We've been missing in action for a few days in the way of NEW posts ...
So we've got a bit of catching up to do in today's TUESDAY THIS AND THAT edition!
50 years after Jim Morrison’s death, where is his 1967 Shelby GT500?
This article popped up today in my weekly car newsletter.
We need more car stories in FH.
Cool article … if totaled, it was likely scrapped. (Not sure how many people would have made the connection to Jim Morrison at the time.) If not, it should be in one of those car museums. If not, it may have changed hands numerous times over the years between collectors … but you’d think there’d be some record of that. Still, a VERY interesting perspective on yet another mystery surrounding Jim Morrison’s life. (Hmm … kinda like Eddie Wilson’s car in Eddie And The Cruisers!!!)
More car stories? Bring ‘em on (if they’re as good as this one.)
Otherwise, we just have to settle for more car tunes … or cartoons, I guess! (kk)

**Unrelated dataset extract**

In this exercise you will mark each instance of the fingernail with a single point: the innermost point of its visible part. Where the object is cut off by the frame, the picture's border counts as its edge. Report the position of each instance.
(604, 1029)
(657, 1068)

The Harvey Kubernik assemblage on the Doors you featured in Forgotten Hits on July 3rd, the 50th Anniversary of the passing of Jim Morrison, was as fine a piece of music journalism as I have ever read. Really remarkable. Thank-you to Harvey Kubernik for an excellent job, and to you and Forgotten Hits for providing the venue at which it was presented.

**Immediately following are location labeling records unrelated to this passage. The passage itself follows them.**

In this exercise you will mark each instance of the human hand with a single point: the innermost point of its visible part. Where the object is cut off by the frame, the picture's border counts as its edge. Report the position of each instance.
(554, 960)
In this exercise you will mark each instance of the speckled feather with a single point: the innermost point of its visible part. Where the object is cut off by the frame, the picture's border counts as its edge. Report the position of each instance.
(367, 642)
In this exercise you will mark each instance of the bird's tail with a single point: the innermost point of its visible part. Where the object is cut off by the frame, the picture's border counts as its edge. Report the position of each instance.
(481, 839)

I thought you would get a kick out of this story I recalled Burton Cummings featured in his blog a few years ago on his meeting Jim Morrison.
A night to remember if there ever was one. Thanks, Tim.
(I’ve heard Burton tell this story before … but I couldn’t think of a more perfect place to run it again!) Passing your kudos along to Harvey. (kk)
Please tell Tim I really appreciate his words. Means a lot. I do the forensic work and try and take the readers / viewers into new terrain. I've known for over 50 years the engineer and the producer are just as important as the recording artists documented.
Deejay Dr. James Cushing has stressed to me, "It's not nostalgia if you are delivering new information." The poet / actor Harry E. Northup also reinforced that my work / expedition, mostly culled from first-hand observations from a 60 year journey of devotion, is the antithesis from a lot of music journalism and reporting these days. I feel with this multi-voice narrative text on the Doors and the forum FH and yourself provided for the band, that this is a chronicle that will be praised and studied for decades. We both hit the ball over the fence and know many people will be reminded about the Doors' legacy and as well as being introduced for the first time to their catalogue. Mission accomplished.
Harvey also writes …
RIP Vic Briggs of Eric Burdon and the Animals and Co-writer of "Monterey"
Let us not forget the musical contributions of Vic Briggs who, during 1966 – 1969, was a member of Eric Burdon and the Animals.
From my interview with Vic Briggs - Harvey Kubernik ©2012 - Portions appeared in the book A Perfect Haze: The Illustrated History of the Monterey International Pop Festival by Harvey and Kenneth Kubernik
“We loved the album John Handy Live at the Monterey Jazz Festival. Before Monterey Pop, we did a college tour and we worked up some pretty outlandish stuff. John Coltrane’s ‘My Favorite Things,’ songs by John Handy, and Eric [Burdon] singing a lot of road stuff, like ‘Tobacco Road’ and ‘Hey Gyp.’
“On our first tour, we played at the Monterey Fairgrounds on March 22, 1967. The police came and knocked on our hotel door and gave us a full on, sirens-blaring-escort to the fairgrounds. We then heard from Eric that he was trying to get us on the bill for the Monterey International Pop Festival. My head exploded. I was so excited.
“We went on stage and kicked off with ‘Everyday I Have the Blues,” the Jimmy Witherspoon thing that was our standard opening number. It took off and it felt good. After an extended version of the Rolling Stones’ ‘Paint It, Black,’ was witnessed by Brian Jones sitting right down in front. We went into ‘Gin House Blues,’ then presented our homage to San Francisco to an authentic California crowd.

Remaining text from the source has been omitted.